Карусель теперь виделась ему желанным маяком в опасной тьме, где неверный шаг вел к упырству и бессмысленной черной вечности.
И все же карусель была страшна – простыми словами не опишешь. Да и не говорят о таком непокойники, тема-то интимная, все равно что белье обсуждать. Но не бывало такого, чтобы непокойник с охотой шел карусель крутить. Или мечтал бы, как поскорее до нее добраться. Кому расскажешь – засмеют.
Майнц вынырнул из темной дыры подъезда, кивнул Алёшке и пошел на север, прочь от Балчуга. Был у Майнца в запасе способ пробраться на Балчуг в обход карл. Кружной путь, обнаруженный едва ли не десять лет назад при работах в погостном тоннеле и тогда еще подробно записанный в книжечку. Оставалось надеяться, что за годы не зарос этот путь упырями и льдом.

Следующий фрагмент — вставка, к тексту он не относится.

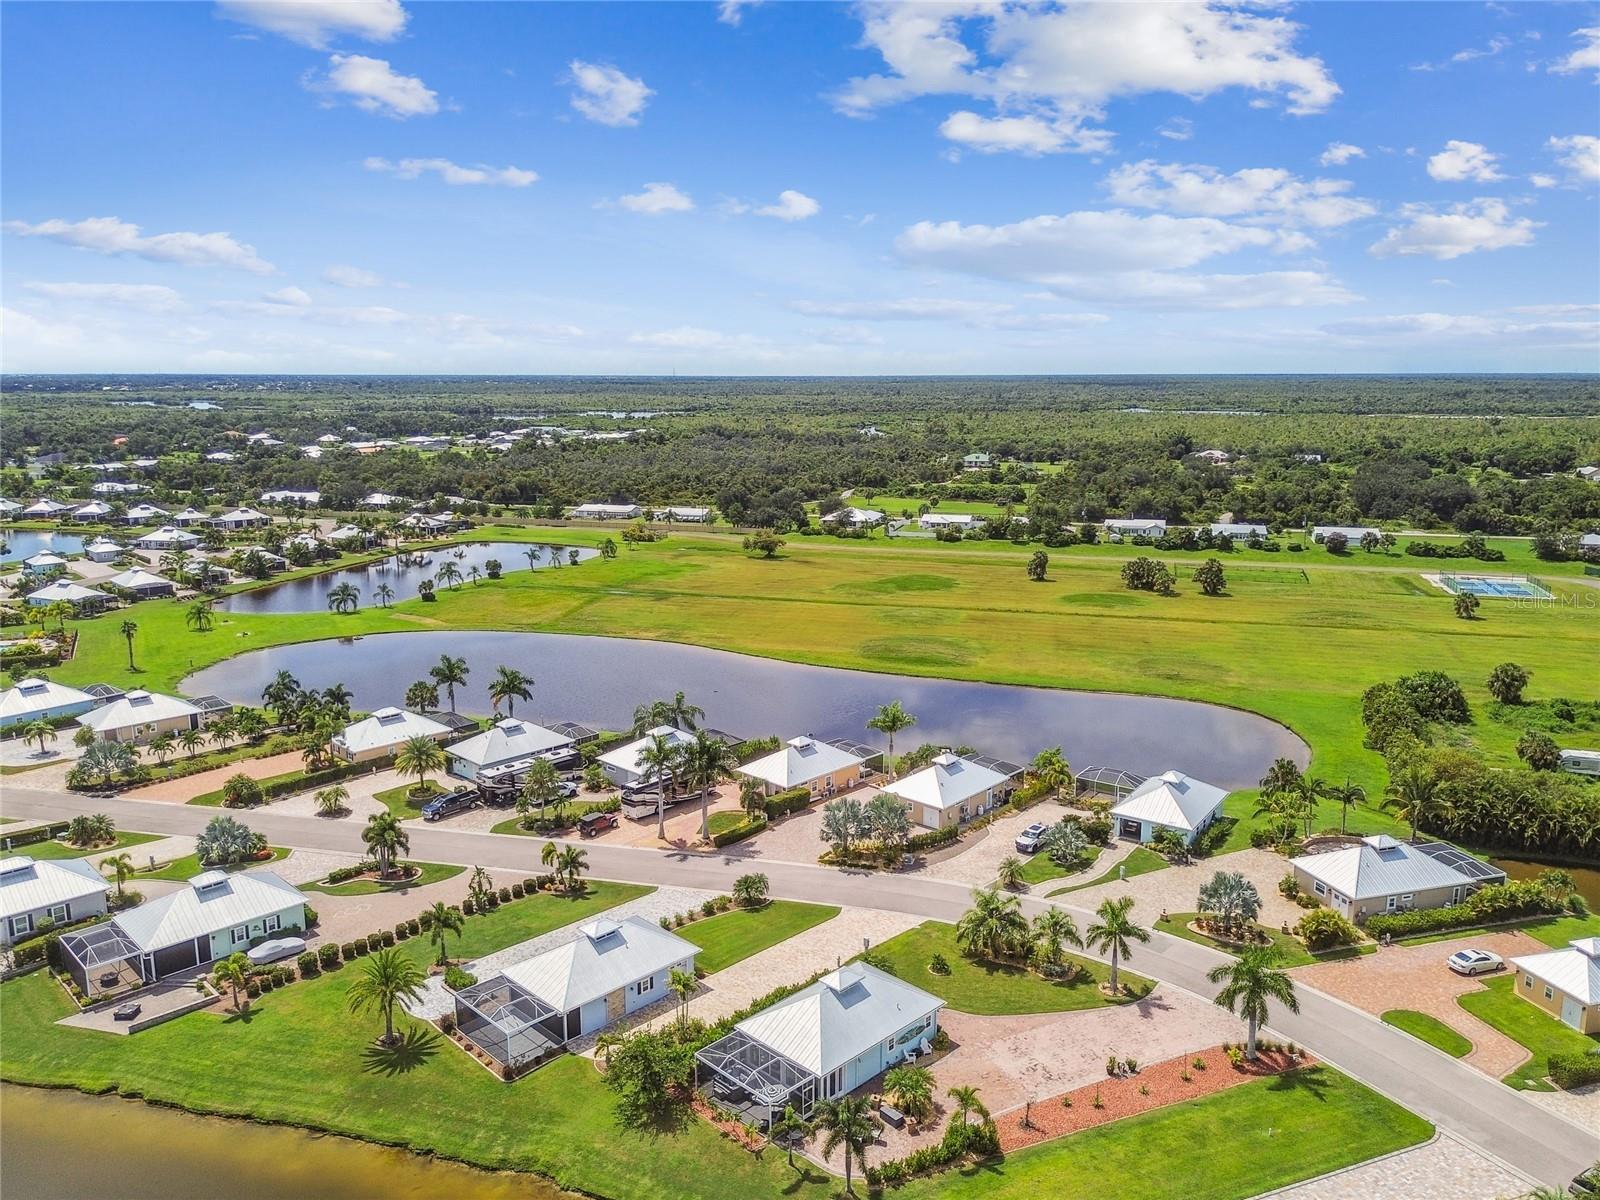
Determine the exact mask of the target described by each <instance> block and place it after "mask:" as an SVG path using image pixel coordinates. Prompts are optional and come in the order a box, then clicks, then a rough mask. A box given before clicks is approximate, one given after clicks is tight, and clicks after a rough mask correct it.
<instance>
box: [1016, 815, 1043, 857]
mask: <svg viewBox="0 0 1600 1200" xmlns="http://www.w3.org/2000/svg"><path fill="white" fill-rule="evenodd" d="M1045 829H1046V826H1042V824H1038V822H1037V821H1035V822H1034V824H1030V826H1029V827H1027V829H1024V830H1022V832H1021V834H1018V835H1016V853H1019V854H1032V853H1035V851H1037V850H1038V846H1040V843H1042V842H1043V840H1045Z"/></svg>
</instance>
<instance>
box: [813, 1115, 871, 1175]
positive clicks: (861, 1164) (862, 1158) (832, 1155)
mask: <svg viewBox="0 0 1600 1200" xmlns="http://www.w3.org/2000/svg"><path fill="white" fill-rule="evenodd" d="M816 1128H819V1130H826V1131H827V1138H826V1139H824V1141H822V1157H824V1158H832V1157H834V1150H837V1149H838V1147H843V1149H845V1192H846V1194H848V1195H854V1194H856V1190H854V1187H853V1186H851V1171H850V1168H851V1163H858V1165H859V1166H861V1168H862V1170H866V1166H867V1146H869V1144H870V1142H872V1141H874V1139H875V1138H877V1136H878V1123H877V1122H875V1120H874V1118H872V1102H870V1101H869V1099H867V1098H866V1096H840V1098H838V1099H837V1101H822V1102H821V1104H818V1115H816Z"/></svg>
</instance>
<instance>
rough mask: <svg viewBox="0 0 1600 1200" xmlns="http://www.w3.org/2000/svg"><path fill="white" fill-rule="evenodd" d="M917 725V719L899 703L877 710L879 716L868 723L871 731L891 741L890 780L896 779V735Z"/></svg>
mask: <svg viewBox="0 0 1600 1200" xmlns="http://www.w3.org/2000/svg"><path fill="white" fill-rule="evenodd" d="M915 723H917V718H915V717H912V715H910V714H909V712H906V709H904V707H902V706H901V702H899V701H894V702H891V704H885V706H882V707H880V709H878V710H877V714H875V715H874V717H872V720H869V722H867V728H869V730H877V731H878V733H883V734H888V739H890V758H888V766H890V779H893V778H894V734H896V733H901V731H902V730H909V728H910V726H912V725H915Z"/></svg>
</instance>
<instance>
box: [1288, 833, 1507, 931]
mask: <svg viewBox="0 0 1600 1200" xmlns="http://www.w3.org/2000/svg"><path fill="white" fill-rule="evenodd" d="M1435 846H1437V848H1438V853H1432V851H1434V848H1435ZM1445 851H1451V853H1454V854H1461V851H1456V850H1454V846H1446V845H1445V843H1430V845H1427V846H1416V845H1410V843H1406V842H1398V840H1395V838H1392V837H1389V835H1387V834H1374V835H1371V837H1365V838H1362V842H1360V843H1358V845H1354V846H1344V848H1341V850H1328V851H1323V853H1320V854H1301V856H1299V858H1293V859H1290V870H1291V872H1293V874H1294V882H1296V883H1298V885H1299V888H1301V891H1302V893H1306V894H1309V896H1315V898H1317V899H1318V901H1322V902H1323V904H1326V906H1328V907H1330V909H1333V910H1334V912H1339V914H1341V915H1344V917H1349V918H1350V920H1354V922H1365V920H1366V918H1368V917H1371V915H1376V914H1382V912H1408V910H1411V909H1438V907H1443V906H1446V904H1459V902H1461V901H1464V899H1466V898H1467V896H1470V894H1472V893H1474V891H1477V890H1478V888H1482V886H1483V885H1485V883H1502V882H1504V880H1506V874H1504V872H1501V870H1496V869H1494V867H1488V866H1483V864H1477V861H1475V859H1474V866H1475V867H1480V869H1477V870H1470V869H1467V867H1466V864H1461V862H1454V861H1451V854H1450V853H1445ZM1462 858H1467V856H1462Z"/></svg>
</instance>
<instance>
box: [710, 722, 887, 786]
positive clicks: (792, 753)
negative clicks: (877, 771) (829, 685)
mask: <svg viewBox="0 0 1600 1200" xmlns="http://www.w3.org/2000/svg"><path fill="white" fill-rule="evenodd" d="M866 762H867V760H866V757H862V755H859V754H853V752H850V750H845V749H842V747H838V746H834V744H832V742H824V741H818V739H816V738H810V736H806V738H790V739H789V741H787V742H784V744H782V746H779V747H778V749H776V750H773V752H771V754H768V755H763V757H760V758H757V760H754V762H749V763H746V765H744V766H741V768H739V770H738V771H736V774H742V776H746V778H749V779H757V781H758V782H762V784H763V786H765V790H766V794H768V795H773V794H774V792H787V790H789V789H790V787H805V789H808V790H810V792H811V795H834V794H835V792H845V790H850V789H851V787H854V786H856V784H858V782H861V776H862V768H864V766H866Z"/></svg>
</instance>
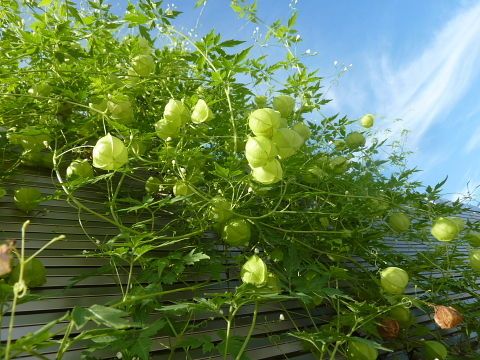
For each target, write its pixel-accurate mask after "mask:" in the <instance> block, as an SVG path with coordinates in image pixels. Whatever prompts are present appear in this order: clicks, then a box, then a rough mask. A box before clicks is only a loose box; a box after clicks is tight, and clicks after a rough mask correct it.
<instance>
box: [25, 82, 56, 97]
mask: <svg viewBox="0 0 480 360" xmlns="http://www.w3.org/2000/svg"><path fill="white" fill-rule="evenodd" d="M51 92H52V87H51V86H50V85H49V84H48V83H45V82H42V83H39V84H36V85H34V86H33V87H32V88H30V89H28V93H29V94H30V95H32V96H43V97H47V96H49V95H50V94H51Z"/></svg>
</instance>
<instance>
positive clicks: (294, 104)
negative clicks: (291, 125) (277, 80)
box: [273, 95, 295, 118]
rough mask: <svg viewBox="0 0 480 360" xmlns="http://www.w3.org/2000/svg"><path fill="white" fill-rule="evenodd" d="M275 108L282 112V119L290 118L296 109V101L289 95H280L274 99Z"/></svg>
mask: <svg viewBox="0 0 480 360" xmlns="http://www.w3.org/2000/svg"><path fill="white" fill-rule="evenodd" d="M273 108H274V109H275V110H277V111H278V112H280V114H281V115H282V117H284V118H288V117H289V116H290V115H291V114H292V112H293V109H294V108H295V99H294V98H292V97H291V96H288V95H279V96H276V97H274V98H273Z"/></svg>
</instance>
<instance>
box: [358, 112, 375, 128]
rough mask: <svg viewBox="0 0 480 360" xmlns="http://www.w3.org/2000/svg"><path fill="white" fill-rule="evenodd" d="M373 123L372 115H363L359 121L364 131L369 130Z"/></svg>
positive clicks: (374, 116)
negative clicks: (364, 129) (364, 128)
mask: <svg viewBox="0 0 480 360" xmlns="http://www.w3.org/2000/svg"><path fill="white" fill-rule="evenodd" d="M374 122H375V116H373V115H372V114H366V115H363V116H362V118H361V119H360V124H361V125H362V126H363V127H364V128H366V129H368V128H371V127H372V126H373V123H374Z"/></svg>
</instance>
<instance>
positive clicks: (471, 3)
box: [166, 0, 480, 199]
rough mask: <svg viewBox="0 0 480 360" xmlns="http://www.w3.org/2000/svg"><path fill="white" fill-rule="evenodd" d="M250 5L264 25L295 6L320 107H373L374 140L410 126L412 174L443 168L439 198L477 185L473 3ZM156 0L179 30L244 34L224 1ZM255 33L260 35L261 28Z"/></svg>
mask: <svg viewBox="0 0 480 360" xmlns="http://www.w3.org/2000/svg"><path fill="white" fill-rule="evenodd" d="M258 2H259V14H260V17H261V18H262V19H264V20H265V21H266V22H267V23H268V22H271V21H273V20H275V19H278V18H283V19H286V18H288V16H289V14H290V10H291V7H295V8H296V9H297V10H298V11H299V18H298V27H297V28H298V30H299V33H300V35H301V37H302V39H303V41H302V42H301V43H300V44H299V46H298V47H297V48H296V49H295V50H296V51H297V52H298V53H303V52H305V51H307V50H309V51H310V53H316V54H317V55H315V56H311V57H309V58H308V59H307V61H306V62H307V64H308V65H309V66H310V67H311V68H312V69H313V68H318V69H319V70H320V75H321V76H323V77H325V83H324V86H325V88H326V89H328V92H327V97H329V98H331V99H333V101H332V102H331V104H330V105H328V107H326V108H325V109H324V113H325V114H330V113H333V112H339V113H341V114H346V115H348V116H349V117H352V118H357V117H360V116H361V115H362V114H364V113H367V112H371V113H374V114H376V115H377V116H378V120H377V126H376V128H377V130H378V134H377V135H378V136H379V137H383V136H388V137H389V138H395V137H397V136H399V134H400V133H401V131H402V129H404V128H406V129H408V130H410V133H409V135H408V138H407V142H406V148H407V149H409V150H411V151H412V152H413V154H412V155H411V156H410V160H409V165H410V166H412V167H413V166H415V167H418V168H419V169H422V170H423V171H422V172H421V173H419V174H418V175H417V177H418V179H419V180H421V181H423V182H424V183H425V184H431V185H433V184H435V183H437V182H439V181H440V180H442V179H443V178H444V177H445V176H446V175H448V176H449V179H448V181H447V183H446V186H445V187H444V192H445V197H446V198H449V199H452V198H456V197H457V196H458V194H462V193H465V192H466V189H467V182H470V189H473V188H474V187H475V186H476V185H480V166H478V164H479V161H478V159H479V156H478V155H479V154H480V101H479V94H480V81H479V80H480V79H479V71H478V69H480V3H479V2H478V1H470V0H448V1H447V0H443V1H441V0H422V1H418V0H389V1H384V0H368V1H355V0H336V1H330V0H298V1H295V0H292V1H289V0H259V1H258ZM166 3H167V4H173V6H174V7H177V8H179V9H180V10H182V11H185V14H184V15H182V17H181V18H180V20H179V21H178V24H179V25H180V26H182V27H184V29H185V30H186V31H188V30H189V29H191V28H194V27H196V32H197V33H198V34H203V33H205V32H206V31H209V30H210V29H211V28H214V29H215V30H217V31H218V32H220V33H222V34H224V35H225V36H226V37H231V38H240V39H245V40H251V39H252V36H253V31H254V30H255V29H254V27H252V26H250V25H248V24H246V22H245V21H244V20H239V19H237V18H236V17H235V14H234V13H233V12H232V11H231V10H230V9H229V1H228V0H209V1H208V2H207V5H206V7H205V8H204V9H203V12H202V14H201V17H200V18H199V10H198V9H197V10H195V11H193V10H189V4H193V3H194V1H193V0H192V1H190V0H183V1H177V2H172V1H167V2H166ZM258 31H259V32H260V33H265V29H263V28H262V27H260V29H259V30H258ZM261 51H264V52H265V53H269V52H275V50H274V49H269V48H265V49H262V50H261ZM335 64H336V65H335ZM350 64H351V66H350ZM344 67H345V69H346V71H345V72H343V71H342V70H343V69H344ZM339 73H341V74H342V75H341V77H340V78H338V74H339ZM337 80H338V81H337ZM398 119H401V120H400V121H399V120H398ZM386 129H390V131H389V132H387V133H386V132H385V130H386Z"/></svg>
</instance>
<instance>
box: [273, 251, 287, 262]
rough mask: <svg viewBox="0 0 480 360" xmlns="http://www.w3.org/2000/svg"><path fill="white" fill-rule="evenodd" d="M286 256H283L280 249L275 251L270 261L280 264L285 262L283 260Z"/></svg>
mask: <svg viewBox="0 0 480 360" xmlns="http://www.w3.org/2000/svg"><path fill="white" fill-rule="evenodd" d="M284 257H285V255H284V254H283V251H282V250H281V249H280V248H275V249H273V251H272V252H271V253H270V259H271V260H272V261H273V262H280V261H283V258H284Z"/></svg>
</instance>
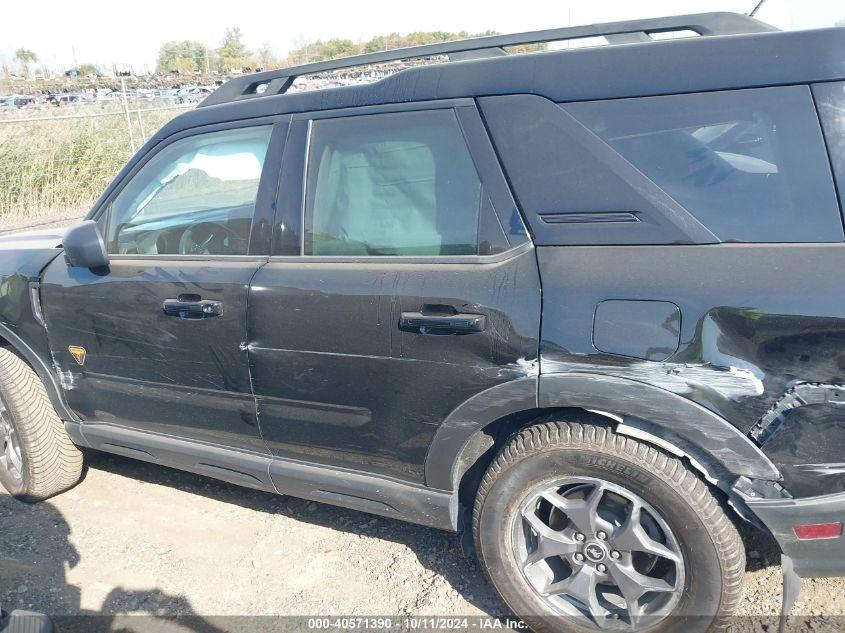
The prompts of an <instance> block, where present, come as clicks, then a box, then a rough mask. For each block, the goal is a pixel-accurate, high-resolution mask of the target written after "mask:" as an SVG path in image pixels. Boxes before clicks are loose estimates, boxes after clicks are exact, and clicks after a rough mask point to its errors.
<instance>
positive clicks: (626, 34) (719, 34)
mask: <svg viewBox="0 0 845 633" xmlns="http://www.w3.org/2000/svg"><path fill="white" fill-rule="evenodd" d="M681 30H689V31H693V32H695V33H698V34H699V35H736V34H740V33H763V32H767V31H775V30H777V29H775V28H774V27H772V26H769V25H768V24H765V23H764V22H760V21H759V20H757V19H756V18H752V17H750V16H747V15H742V14H739V13H726V12H715V13H699V14H692V15H678V16H670V17H665V18H648V19H644V20H625V21H622V22H608V23H605V24H588V25H583V26H572V27H565V28H559V29H546V30H542V31H530V32H526V33H514V34H510V35H491V36H485V37H476V38H471V39H466V40H457V41H450V42H441V43H438V44H425V45H422V46H412V47H409V48H399V49H394V50H389V51H379V52H376V53H367V54H364V55H354V56H351V57H342V58H339V59H332V60H328V61H322V62H314V63H310V64H303V65H301V66H294V67H290V68H281V69H279V70H270V71H265V72H261V73H254V74H251V75H245V76H243V77H236V78H234V79H230V80H229V81H227V82H226V83H225V84H223V85H222V86H220V87H219V88H218V89H217V90H215V91H214V92H213V93H211V94H210V95H209V96H208V97H206V98H205V100H204V101H203V102H202V103H200V106H208V105H217V104H220V103H228V102H230V101H239V100H242V99H249V98H252V97H261V96H270V95H278V94H284V93H285V92H286V91H287V90H288V89H289V88H290V87H291V85H292V84H293V82H294V80H296V78H297V77H302V76H304V75H313V74H316V73H322V72H329V71H333V70H341V69H344V68H353V67H356V66H367V65H370V64H380V63H386V62H394V61H400V60H403V59H414V58H421V57H431V56H435V55H445V56H447V57H448V58H449V61H463V60H469V59H481V58H485V57H493V56H499V55H506V54H507V52H506V50H505V47H507V46H520V45H526V44H540V43H545V42H554V41H559V40H573V39H579V38H586V37H597V36H604V37H605V38H606V39H607V42H608V44H612V45H615V44H627V43H632V42H646V41H651V37H650V34H651V33H660V32H667V31H681Z"/></svg>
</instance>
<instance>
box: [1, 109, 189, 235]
mask: <svg viewBox="0 0 845 633" xmlns="http://www.w3.org/2000/svg"><path fill="white" fill-rule="evenodd" d="M144 107H149V106H142V109H143V108H144ZM111 109H112V110H117V114H116V115H115V116H102V117H96V118H85V119H58V118H56V119H54V120H50V121H32V122H30V121H26V122H12V123H10V122H6V123H3V122H0V224H2V225H16V226H17V225H25V224H26V223H27V222H30V221H31V222H32V223H33V224H38V223H39V221H41V222H43V221H45V220H47V219H51V218H54V217H68V216H71V215H74V214H76V215H78V216H82V215H84V214H85V213H86V212H87V210H88V208H89V207H90V206H91V204H92V203H93V202H94V201H95V200H96V199H97V198H98V197H99V195H100V194H101V193H102V191H103V189H105V187H106V186H107V185H108V183H109V182H110V181H111V179H112V178H114V176H115V174H116V173H117V172H118V171H119V170H120V168H121V167H122V166H123V165H124V163H126V161H127V160H128V159H129V157H130V156H131V154H132V149H131V146H130V142H129V133H128V130H127V125H126V118H125V116H124V115H123V113H122V112H121V111H120V110H119V106H117V105H116V104H111ZM106 111H108V110H105V109H102V108H101V107H99V106H96V105H94V106H79V107H76V108H71V107H63V108H59V109H53V110H42V111H34V112H31V113H29V114H28V113H26V111H25V110H14V111H10V110H8V109H7V110H6V111H4V112H3V114H2V115H0V121H3V120H4V119H6V120H7V119H10V118H13V117H14V118H18V117H43V116H50V115H55V116H63V115H70V114H91V113H95V112H96V113H100V112H106ZM179 112H180V110H175V109H174V110H161V111H152V112H145V113H143V114H142V117H143V126H144V130H145V132H146V136H147V138H149V137H150V135H152V134H153V133H154V132H155V131H157V130H158V129H159V128H160V127H161V126H162V125H164V124H165V123H166V122H167V121H169V120H170V119H172V118H173V117H174V116H176V115H178V114H179ZM131 119H132V125H133V133H134V135H135V143H136V147H140V145H141V130H140V125H139V123H138V118H137V115H135V114H132V115H131Z"/></svg>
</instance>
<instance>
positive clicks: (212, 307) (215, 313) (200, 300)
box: [162, 295, 223, 319]
mask: <svg viewBox="0 0 845 633" xmlns="http://www.w3.org/2000/svg"><path fill="white" fill-rule="evenodd" d="M162 308H163V309H164V313H165V314H166V315H167V316H176V317H179V318H180V319H207V318H209V317H213V316H220V315H221V314H223V302H222V301H212V300H210V299H203V298H201V297H200V296H199V295H179V298H178V299H165V300H164V304H163V305H162Z"/></svg>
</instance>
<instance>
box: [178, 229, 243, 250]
mask: <svg viewBox="0 0 845 633" xmlns="http://www.w3.org/2000/svg"><path fill="white" fill-rule="evenodd" d="M227 238H228V239H229V241H230V242H231V241H232V240H233V239H235V238H237V235H235V233H234V232H233V231H232V230H231V229H229V227H227V226H225V225H223V224H218V223H217V222H200V223H199V224H195V225H194V226H189V227H188V228H186V229H185V230H184V231H183V232H182V236H181V237H180V238H179V254H180V255H225V254H227V253H226V250H227V244H226V239H227Z"/></svg>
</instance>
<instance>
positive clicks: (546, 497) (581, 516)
mask: <svg viewBox="0 0 845 633" xmlns="http://www.w3.org/2000/svg"><path fill="white" fill-rule="evenodd" d="M603 496H604V486H602V485H600V484H595V485H594V486H593V488H592V490H590V492H589V494H587V495H585V496H584V498H583V499H568V498H566V497H564V496H562V495H560V494H559V493H557V492H554V491H550V492H546V493H544V494H543V498H544V499H546V501H548V502H549V503H551V504H552V505H553V506H555V507H556V508H558V509H559V510H561V511H562V512H563V513H564V514H565V515H566V517H567V518H568V519H569V520H570V521H571V522H572V524H573V525H574V526H575V527H576V528H577V529H578V530H579V531H580V532H582V533H584V534H595V533H596V532H598V531H600V530H603V531H605V532H607V533H609V532H610V531H612V529H613V526H612V525H611V524H610V523H609V522H608V521H605V520H604V519H602V518H601V517H600V516H599V514H598V508H599V504H600V503H601V500H602V497H603Z"/></svg>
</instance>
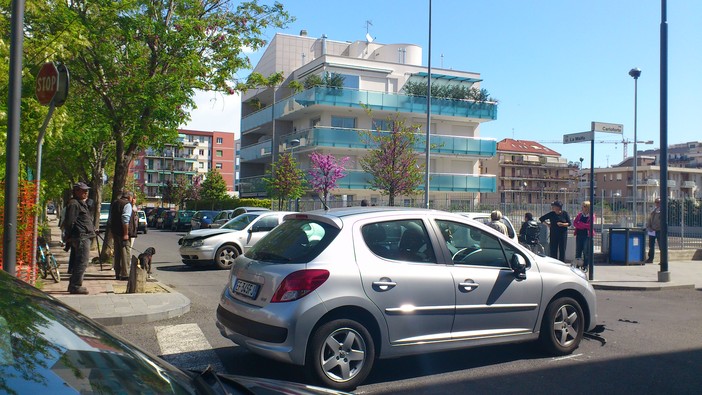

Шли молча. Алёшка порывался было сказать что-то или спросить, но морозный воздух обернулся другом Майнцу: сковал болтливого буратину, окутал. Ветер хозяйски гулял по переулкам, жестоко хлестал по лицу, не то что говорить – думать возможно было разве только о следующем шаге. Правой. Левой.
Майнц хитрым переулком по-над стеночкой да под арочкой выбрался на Никольскую и повернул на площадь Дзержинского. От площади мало что сохранилось. Остатки зданий уродливыми рваными тенями проступали сквозь пелену снега. Чернели меж каменных обломков суровые проржавевшие лица метростроевцев. Выпуклые арочные входы в вестибюль метро были завалены, но Майнц знал дверку с боковой стороны и сразу пошел к ней.
Дверь вмерзла в косяк, Майнц дернул ее раз, другой и позвал Алёшку на помощь. Здесь же найденным куском арматуры Алёшка посшибал лед из щелей. Вдвоем открыли.
В вестибюле в мусорном сухом углу посреди бетонных обломков приберег когда-то Майнц охапку газет. Вот, стало быть, и пригодились.
Газеты пахли пылью, рассыпались, зато не отсырели. Майнц снял варежки. Одну газету оставил себе, остальные вручил Алёшке. Скрутил из трухлявой бумаги подобие факела, чиркнул спичкой.
Газета занялась. Кое-как огонь разбавил чернильную тьму, выпятились на стене медные буквы: «Московский метрополитен им. Л.М. Кагановича». Майнц пошел к эскалаторам. Эскалаторы, понятно, были завалены под завязку. Но уж Майнц-то тропку знал. Где на четвереньках, где ползком, потушив газеты, кое-как протиснулись вниз. На то непокойник худ и верток, чтобы всюду пролезть.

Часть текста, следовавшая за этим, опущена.